4. The huge sums of money you mention is TV & media contracts attendance, bowls, etc are significant, dwarf our imaginations...But they need to be viewed in accurate PERSPECTIVE.
A. The athletic budget at NO Big Ten school is much more than five percent--1/20th--of the total budget. It is about ten percent--1/10th--of the research budgeting. At out own U of Iowa, this past fiscal year, THREE researchers at the U of Iowa Hospitals & Clinics together brought in more funding than the ENTIRE athletic dept budget.
B. The essence, the far & away most significant amount you are referencing in regard to BT athletics, is the less than a quarter-billion dollars in television revenue shared by the Big Ten schools. That is a lot of moolah, no question about it. But again, PERSPECTIVE: that is about five percent--1/20th--of the research funds coming now to the BT & its member schools. It is about five percent--1/20th--of what the Big Ten hopes to receive as a lion's share of increased federal funding of university-based research.
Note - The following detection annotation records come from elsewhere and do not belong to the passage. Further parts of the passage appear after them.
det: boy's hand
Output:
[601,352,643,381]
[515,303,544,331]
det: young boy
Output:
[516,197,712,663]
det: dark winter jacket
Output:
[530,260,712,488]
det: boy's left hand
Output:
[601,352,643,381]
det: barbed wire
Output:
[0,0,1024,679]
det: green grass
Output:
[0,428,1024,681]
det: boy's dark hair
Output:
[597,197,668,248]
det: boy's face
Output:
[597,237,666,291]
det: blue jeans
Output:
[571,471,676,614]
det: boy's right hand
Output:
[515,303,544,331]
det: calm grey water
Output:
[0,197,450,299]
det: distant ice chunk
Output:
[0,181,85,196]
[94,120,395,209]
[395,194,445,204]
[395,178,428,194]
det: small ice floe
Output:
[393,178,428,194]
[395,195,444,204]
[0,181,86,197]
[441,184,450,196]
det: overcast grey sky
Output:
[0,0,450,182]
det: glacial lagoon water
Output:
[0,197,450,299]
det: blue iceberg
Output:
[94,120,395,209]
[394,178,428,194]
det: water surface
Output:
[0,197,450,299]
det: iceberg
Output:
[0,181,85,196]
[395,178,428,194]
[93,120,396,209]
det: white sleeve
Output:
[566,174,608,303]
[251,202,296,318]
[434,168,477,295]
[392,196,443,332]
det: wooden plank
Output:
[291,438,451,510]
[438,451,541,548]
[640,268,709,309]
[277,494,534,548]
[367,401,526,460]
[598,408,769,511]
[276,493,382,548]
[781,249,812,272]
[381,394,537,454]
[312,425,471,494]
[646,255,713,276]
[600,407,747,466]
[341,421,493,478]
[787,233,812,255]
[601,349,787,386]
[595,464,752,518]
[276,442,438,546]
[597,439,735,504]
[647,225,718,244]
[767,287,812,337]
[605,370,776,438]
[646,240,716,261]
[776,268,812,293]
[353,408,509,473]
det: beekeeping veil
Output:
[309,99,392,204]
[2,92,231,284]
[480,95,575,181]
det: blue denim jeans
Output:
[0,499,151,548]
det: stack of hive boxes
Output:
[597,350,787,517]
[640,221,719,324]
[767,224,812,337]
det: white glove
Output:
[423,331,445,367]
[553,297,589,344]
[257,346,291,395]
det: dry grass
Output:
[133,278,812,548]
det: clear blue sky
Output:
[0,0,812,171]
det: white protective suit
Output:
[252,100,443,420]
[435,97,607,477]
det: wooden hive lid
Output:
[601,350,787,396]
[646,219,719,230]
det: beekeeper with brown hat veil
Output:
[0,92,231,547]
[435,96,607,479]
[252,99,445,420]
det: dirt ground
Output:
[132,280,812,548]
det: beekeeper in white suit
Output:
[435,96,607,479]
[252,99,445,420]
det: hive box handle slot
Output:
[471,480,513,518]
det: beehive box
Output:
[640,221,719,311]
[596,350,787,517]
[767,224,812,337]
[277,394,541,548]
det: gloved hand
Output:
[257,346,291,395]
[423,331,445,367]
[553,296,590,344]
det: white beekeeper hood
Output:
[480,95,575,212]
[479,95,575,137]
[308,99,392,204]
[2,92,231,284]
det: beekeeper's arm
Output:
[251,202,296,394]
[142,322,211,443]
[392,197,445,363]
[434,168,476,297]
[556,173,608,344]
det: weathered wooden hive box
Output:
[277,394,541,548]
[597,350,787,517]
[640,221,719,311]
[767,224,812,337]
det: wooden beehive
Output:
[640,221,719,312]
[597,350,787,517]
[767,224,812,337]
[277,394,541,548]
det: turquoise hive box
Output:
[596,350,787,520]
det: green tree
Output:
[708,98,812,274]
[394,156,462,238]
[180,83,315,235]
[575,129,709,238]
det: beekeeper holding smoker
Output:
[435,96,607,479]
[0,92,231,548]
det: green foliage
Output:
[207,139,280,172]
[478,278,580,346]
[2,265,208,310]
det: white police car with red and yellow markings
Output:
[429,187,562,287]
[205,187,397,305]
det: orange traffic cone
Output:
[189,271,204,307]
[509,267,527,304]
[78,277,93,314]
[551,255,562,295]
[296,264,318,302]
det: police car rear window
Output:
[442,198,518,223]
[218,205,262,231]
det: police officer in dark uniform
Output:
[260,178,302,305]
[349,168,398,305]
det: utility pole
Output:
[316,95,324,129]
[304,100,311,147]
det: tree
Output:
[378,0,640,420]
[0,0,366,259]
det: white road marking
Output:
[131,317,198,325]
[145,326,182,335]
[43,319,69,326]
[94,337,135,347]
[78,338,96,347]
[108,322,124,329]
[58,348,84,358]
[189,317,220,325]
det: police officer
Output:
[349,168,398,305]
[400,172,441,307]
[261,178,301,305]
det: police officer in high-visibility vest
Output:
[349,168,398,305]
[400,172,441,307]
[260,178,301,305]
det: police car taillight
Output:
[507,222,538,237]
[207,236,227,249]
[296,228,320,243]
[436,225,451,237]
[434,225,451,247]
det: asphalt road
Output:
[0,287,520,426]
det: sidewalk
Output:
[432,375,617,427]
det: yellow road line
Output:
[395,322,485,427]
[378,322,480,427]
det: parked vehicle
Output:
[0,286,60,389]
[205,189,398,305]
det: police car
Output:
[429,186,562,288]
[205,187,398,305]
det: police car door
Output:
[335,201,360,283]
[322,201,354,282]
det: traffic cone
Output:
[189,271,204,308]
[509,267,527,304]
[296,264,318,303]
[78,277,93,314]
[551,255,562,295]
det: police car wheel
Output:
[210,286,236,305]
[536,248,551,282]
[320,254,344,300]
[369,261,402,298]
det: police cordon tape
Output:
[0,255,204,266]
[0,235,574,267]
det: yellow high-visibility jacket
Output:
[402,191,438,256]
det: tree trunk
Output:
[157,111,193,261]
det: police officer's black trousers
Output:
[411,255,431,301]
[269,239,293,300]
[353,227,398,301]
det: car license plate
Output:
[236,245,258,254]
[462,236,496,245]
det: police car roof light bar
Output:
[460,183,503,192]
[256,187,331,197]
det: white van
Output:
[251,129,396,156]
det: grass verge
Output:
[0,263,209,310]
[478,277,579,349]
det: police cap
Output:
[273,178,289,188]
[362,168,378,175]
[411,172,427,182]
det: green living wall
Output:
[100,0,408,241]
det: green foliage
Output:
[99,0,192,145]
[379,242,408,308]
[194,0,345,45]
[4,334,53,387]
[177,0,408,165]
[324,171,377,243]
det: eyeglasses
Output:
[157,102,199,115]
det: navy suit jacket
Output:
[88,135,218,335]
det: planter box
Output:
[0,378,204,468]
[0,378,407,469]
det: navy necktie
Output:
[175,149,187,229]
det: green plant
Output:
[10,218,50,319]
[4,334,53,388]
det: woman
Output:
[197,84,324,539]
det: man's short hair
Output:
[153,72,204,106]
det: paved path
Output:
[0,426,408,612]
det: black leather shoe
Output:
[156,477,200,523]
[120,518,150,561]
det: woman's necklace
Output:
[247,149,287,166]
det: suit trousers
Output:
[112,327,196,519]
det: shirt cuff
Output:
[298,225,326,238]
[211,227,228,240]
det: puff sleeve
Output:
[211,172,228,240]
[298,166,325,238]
C. However fascinating internet folk and the media find those large $$$$$$ of TV money for football, bowls, conference & NCAA hoops games & tournaments, etc...it nonetheless ought to be evident to anyone who glances at the comparative numbers to understand why the Big Ten is more interested (as example) the potential funds that Pitt, with its strong medical facilities, research capabilities, patents & contracts can bring to the BT consortium than a possibly more lucrative TV contract resulting from adding Nebraska.
It is the difference between millions of dollars, and billions of dollars. It is the difference between vast gains in the academic & research capabilities of the BT and its member schools--AND the greater prestige and access to further foundation, corporate & govt financial support that results--compared to some marginal improvement in its competitive situation relative to other athletic conferences.
Not suggesting that a forum like this whose purpose is to enhance our discussions of Hawkeye athletics ought to cvoncern itself instead with academic & research aspects of the U of Iowa...just that we should conduct our debates with an awareness of what the real parameters of Hawkeye sports are. And that means IMO as the absolute minimum a proud awareness of just how unique and dominant the Big Ten is compared with other merely-athletic conferences.